Bacula Enterprise Edition Documentation text image transdoc
Search

Main

New Features in 9.4.0

Cloud Backup

A major problem of Cloud backup is that data transmission to and from the Cloud is very slow compared to traditional backup to disk or tape. The Bacula Cloud drivers provide a means to quickly finish the backups and then to transfer the data from the local cache to the Cloud in the background. This is done by first splitting the data Volumes into small parts that are cached locally then uploading those parts to the Cloud storage service in the background, either while the job continues to run or after the backup Job has terminated. Once the parts are written to the Cloud, they may either be left in the local cache for quick restores or they can be removed (truncate cache).

Cloud Volume Architecture

Figure: Bacula Cloud Architecture

The picture shown above shows two Volumes (Volume0001 and Volume0002) with their parts in the cache. Below the cache, one can see that Volume0002 has been uploaded or synchronized with the Cloud.

Note: Regular Bacula disk Volumes are implemented as standard files that reside in the user defined Archive Directory. On the other hand, Bacula Cloud Volumes are directories that reside in the user defined Archive Directory. Each Cloud Volume's directory contains the cloud Volume parts which are implemented as numbered files (part.1, part.2, ...).

Cloud Restore

During a restore, if the needed parts are in the local cache, they will be immediately used, otherwise, they will be downloaded from the Cloud as needed. The restore starts with parts already in the local cache but will wait in turn for any part that needs to be downloaded. The Cloud part downloads proceed while the restore is running.

With most Cloud providers, uploads are usually free of charge, but downloads of data from the Cloud are billed. By using local cache and multiple small parts, you can configure Bacula to substantially reduce download costs.

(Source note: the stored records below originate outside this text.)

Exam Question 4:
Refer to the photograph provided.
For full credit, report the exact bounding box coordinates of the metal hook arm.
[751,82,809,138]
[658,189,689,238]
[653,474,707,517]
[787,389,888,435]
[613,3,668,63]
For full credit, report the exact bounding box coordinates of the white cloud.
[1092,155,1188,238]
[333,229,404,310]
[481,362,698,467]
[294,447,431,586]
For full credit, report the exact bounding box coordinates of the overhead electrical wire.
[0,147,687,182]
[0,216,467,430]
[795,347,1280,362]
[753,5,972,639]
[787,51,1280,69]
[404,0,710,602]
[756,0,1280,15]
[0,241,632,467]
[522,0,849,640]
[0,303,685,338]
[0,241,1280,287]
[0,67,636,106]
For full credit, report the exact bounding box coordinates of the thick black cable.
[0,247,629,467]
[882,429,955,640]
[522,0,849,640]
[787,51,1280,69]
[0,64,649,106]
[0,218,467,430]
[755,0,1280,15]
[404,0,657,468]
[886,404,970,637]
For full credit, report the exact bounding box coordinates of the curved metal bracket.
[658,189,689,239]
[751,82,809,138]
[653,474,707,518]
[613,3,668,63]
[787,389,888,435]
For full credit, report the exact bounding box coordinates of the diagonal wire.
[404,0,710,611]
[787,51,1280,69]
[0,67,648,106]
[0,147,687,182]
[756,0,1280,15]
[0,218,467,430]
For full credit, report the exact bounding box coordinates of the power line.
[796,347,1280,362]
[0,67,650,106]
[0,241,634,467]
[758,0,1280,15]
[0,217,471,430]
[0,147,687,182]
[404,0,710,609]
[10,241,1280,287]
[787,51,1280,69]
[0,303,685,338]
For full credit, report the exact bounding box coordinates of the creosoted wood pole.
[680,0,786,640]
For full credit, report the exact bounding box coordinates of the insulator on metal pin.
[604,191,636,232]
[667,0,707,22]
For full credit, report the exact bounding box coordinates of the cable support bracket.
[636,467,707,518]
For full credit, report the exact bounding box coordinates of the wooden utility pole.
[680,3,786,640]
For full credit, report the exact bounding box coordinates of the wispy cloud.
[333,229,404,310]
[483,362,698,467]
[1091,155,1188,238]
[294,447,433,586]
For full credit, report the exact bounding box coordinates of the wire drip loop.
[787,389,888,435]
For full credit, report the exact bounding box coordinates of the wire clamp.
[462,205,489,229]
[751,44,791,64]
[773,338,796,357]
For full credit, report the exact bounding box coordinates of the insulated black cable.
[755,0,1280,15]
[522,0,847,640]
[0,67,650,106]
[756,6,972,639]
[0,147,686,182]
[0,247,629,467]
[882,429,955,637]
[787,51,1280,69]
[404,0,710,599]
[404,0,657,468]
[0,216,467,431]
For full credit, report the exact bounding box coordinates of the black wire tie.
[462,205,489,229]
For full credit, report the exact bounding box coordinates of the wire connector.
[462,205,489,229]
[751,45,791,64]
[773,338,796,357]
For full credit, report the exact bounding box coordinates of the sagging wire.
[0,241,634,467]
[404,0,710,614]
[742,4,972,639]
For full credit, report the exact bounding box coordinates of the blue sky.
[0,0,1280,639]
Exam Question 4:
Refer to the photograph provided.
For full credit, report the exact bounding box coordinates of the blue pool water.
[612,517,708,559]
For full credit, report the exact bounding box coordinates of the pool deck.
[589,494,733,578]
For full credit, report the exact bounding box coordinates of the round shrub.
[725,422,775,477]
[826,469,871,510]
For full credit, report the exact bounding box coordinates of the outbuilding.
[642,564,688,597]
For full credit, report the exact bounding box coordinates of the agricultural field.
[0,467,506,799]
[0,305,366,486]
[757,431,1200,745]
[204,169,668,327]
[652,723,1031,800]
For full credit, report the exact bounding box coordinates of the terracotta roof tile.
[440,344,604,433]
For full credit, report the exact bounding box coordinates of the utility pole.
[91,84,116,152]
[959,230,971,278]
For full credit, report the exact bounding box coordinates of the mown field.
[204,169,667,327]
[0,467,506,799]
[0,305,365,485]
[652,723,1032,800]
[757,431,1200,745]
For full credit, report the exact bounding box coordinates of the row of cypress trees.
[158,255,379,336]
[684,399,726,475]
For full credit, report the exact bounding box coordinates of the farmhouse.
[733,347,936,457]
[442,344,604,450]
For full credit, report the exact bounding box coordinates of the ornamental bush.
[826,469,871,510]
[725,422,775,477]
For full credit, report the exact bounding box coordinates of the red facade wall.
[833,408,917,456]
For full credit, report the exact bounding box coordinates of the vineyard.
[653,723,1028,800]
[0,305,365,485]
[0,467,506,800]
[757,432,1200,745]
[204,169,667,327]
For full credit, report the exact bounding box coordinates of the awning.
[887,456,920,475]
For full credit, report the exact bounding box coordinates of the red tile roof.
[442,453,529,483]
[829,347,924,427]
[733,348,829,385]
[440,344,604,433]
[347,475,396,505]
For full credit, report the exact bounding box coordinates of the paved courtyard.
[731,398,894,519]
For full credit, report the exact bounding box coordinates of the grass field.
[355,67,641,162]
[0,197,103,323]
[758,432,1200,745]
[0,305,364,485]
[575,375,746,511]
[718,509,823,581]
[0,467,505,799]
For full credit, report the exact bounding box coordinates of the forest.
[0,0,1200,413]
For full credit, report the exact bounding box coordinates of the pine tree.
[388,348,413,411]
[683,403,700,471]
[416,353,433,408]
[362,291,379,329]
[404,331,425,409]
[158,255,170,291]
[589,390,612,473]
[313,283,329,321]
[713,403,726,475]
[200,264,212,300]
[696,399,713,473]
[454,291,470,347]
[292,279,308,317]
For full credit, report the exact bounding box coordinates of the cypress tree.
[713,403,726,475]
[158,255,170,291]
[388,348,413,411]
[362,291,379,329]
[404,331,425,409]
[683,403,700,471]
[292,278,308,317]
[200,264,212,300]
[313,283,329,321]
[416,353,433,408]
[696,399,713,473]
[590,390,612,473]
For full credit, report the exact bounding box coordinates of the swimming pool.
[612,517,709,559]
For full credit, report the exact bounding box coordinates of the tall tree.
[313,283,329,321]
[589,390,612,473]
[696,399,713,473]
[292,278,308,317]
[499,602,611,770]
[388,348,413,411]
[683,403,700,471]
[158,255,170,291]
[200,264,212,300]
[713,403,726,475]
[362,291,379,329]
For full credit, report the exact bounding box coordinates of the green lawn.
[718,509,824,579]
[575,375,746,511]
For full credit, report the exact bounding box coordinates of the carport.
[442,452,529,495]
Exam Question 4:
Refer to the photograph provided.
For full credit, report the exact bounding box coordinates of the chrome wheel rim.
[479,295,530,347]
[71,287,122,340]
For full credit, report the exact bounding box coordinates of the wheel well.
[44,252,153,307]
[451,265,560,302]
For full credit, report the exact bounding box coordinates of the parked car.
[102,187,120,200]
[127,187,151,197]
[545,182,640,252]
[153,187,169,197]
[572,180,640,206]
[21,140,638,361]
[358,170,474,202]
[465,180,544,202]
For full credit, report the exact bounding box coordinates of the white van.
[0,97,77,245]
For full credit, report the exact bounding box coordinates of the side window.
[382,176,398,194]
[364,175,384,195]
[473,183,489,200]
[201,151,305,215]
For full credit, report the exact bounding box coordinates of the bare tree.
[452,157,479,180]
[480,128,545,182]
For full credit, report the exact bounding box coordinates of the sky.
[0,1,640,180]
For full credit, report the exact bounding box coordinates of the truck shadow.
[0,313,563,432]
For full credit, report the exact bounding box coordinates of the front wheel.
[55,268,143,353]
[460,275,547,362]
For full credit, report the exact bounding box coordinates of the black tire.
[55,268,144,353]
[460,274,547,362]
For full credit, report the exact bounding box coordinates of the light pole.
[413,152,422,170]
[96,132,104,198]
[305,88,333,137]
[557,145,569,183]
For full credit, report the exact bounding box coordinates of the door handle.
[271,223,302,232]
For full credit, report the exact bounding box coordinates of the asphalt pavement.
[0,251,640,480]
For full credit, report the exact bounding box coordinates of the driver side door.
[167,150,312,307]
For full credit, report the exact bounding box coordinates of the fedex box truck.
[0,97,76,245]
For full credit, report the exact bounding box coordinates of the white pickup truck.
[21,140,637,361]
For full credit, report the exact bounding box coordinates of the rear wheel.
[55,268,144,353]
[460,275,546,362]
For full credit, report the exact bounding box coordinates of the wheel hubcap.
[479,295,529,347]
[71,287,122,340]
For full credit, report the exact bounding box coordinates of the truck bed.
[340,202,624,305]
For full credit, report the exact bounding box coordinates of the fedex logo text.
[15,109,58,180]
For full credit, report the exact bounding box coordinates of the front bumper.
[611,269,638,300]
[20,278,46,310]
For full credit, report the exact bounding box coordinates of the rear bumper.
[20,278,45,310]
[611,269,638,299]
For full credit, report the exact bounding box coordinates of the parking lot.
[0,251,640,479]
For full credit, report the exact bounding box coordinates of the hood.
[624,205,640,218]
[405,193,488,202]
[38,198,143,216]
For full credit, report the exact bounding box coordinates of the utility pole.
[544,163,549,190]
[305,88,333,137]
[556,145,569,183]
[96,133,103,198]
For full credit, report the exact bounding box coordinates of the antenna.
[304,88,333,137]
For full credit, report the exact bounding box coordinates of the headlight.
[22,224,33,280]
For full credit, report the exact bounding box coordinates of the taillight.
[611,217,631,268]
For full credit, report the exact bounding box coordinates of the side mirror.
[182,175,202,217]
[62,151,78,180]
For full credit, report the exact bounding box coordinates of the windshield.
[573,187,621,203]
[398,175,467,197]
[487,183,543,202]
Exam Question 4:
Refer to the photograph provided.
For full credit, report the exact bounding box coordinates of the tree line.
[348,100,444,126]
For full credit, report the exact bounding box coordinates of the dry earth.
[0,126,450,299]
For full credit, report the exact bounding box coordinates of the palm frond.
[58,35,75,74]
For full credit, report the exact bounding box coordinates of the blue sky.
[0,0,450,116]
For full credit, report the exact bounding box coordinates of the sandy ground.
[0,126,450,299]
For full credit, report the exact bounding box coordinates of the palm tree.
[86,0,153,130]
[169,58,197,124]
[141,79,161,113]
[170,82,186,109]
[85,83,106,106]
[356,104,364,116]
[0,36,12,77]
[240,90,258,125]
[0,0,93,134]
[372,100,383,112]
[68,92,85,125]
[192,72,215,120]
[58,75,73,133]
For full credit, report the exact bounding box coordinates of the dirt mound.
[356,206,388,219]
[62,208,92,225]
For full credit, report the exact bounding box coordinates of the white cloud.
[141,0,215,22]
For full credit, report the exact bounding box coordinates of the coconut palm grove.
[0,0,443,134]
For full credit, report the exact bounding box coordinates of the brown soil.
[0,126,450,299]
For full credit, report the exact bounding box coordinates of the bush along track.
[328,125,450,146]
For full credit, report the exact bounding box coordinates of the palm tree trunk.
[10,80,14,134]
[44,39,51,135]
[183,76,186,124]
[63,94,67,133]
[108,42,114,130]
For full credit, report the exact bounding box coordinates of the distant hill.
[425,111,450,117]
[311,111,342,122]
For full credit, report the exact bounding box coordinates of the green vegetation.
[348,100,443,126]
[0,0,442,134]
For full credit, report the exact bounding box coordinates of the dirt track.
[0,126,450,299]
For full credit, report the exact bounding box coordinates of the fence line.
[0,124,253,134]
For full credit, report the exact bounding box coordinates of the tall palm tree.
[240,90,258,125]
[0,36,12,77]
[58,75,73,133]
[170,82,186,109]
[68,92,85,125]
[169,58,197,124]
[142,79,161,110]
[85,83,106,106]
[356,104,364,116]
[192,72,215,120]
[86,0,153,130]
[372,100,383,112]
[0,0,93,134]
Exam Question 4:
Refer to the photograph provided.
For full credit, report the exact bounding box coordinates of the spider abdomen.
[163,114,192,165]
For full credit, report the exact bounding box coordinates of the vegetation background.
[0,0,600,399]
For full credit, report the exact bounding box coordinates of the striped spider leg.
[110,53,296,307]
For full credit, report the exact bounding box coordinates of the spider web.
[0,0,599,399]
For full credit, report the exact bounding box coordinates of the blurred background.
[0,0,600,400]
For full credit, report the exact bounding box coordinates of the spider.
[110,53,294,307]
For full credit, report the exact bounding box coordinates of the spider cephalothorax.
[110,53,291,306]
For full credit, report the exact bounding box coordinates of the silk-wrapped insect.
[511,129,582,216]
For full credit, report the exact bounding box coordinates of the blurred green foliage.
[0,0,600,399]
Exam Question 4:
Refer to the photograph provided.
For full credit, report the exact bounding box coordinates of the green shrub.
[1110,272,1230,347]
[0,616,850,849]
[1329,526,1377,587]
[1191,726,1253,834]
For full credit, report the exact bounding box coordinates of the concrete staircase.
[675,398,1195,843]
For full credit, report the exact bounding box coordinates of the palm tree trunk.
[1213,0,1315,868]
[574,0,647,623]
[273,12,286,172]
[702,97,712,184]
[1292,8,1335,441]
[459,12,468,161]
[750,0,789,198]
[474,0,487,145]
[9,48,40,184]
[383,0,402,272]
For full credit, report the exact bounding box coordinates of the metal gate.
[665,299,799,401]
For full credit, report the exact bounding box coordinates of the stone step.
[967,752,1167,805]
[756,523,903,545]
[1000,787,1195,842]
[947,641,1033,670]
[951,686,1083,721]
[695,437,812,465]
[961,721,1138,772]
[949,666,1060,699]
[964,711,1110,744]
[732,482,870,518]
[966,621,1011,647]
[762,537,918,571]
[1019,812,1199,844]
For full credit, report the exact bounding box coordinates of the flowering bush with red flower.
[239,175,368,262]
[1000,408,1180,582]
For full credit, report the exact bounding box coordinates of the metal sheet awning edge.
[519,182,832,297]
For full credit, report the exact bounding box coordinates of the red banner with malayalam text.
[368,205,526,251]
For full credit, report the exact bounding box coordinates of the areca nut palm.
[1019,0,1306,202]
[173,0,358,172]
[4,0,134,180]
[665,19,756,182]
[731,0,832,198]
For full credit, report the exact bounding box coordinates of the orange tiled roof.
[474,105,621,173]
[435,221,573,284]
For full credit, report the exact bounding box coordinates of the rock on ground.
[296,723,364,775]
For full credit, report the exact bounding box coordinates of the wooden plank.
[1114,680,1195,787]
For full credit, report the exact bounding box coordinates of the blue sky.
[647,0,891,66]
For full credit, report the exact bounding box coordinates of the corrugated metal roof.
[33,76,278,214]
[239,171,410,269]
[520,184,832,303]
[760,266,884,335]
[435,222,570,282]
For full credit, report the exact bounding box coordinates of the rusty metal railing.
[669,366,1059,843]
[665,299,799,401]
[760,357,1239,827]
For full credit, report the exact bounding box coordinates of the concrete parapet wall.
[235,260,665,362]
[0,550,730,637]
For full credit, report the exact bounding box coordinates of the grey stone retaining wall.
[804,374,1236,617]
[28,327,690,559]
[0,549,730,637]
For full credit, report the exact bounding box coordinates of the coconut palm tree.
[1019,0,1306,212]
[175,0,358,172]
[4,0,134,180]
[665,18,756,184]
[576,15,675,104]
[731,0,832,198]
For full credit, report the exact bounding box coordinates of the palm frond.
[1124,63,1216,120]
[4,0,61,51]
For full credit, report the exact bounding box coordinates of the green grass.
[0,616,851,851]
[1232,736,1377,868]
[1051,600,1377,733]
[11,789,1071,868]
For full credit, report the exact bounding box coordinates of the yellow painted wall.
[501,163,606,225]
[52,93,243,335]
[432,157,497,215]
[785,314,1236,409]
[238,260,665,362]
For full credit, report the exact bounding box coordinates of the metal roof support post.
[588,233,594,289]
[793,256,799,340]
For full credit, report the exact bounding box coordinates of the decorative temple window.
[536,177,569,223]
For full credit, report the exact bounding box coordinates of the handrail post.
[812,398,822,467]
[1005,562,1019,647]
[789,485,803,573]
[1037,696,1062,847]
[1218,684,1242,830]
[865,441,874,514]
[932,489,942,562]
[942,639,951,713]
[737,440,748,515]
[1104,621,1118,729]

The MaximumFileSize Device directive is still valid within the Storage Daemon and defines the granularity of a restore chunk. In order to limit volume parts to download during restore (specially when restoring single files), it might be useful to set the MaximumFileSize to a value smaller than or equal to the MaximumPartSize.

Compatibility

Since a Cloud Volume contains the same data as an ordinary Bacula Volume, all existing types of Bacula data may be stored in the cloud - that is client encrypted, compressed data, plugin data, etc. All existing Bacula functionality, with the exception of deduplication, is available with the Bacula Cloud drivers.

Deduplication and the Cloud

At the current time, Bacula Global Endpoint Backup does not support writing to the cloud because the cloud would be too slow to support large hashed and indexed containers of deduplication data.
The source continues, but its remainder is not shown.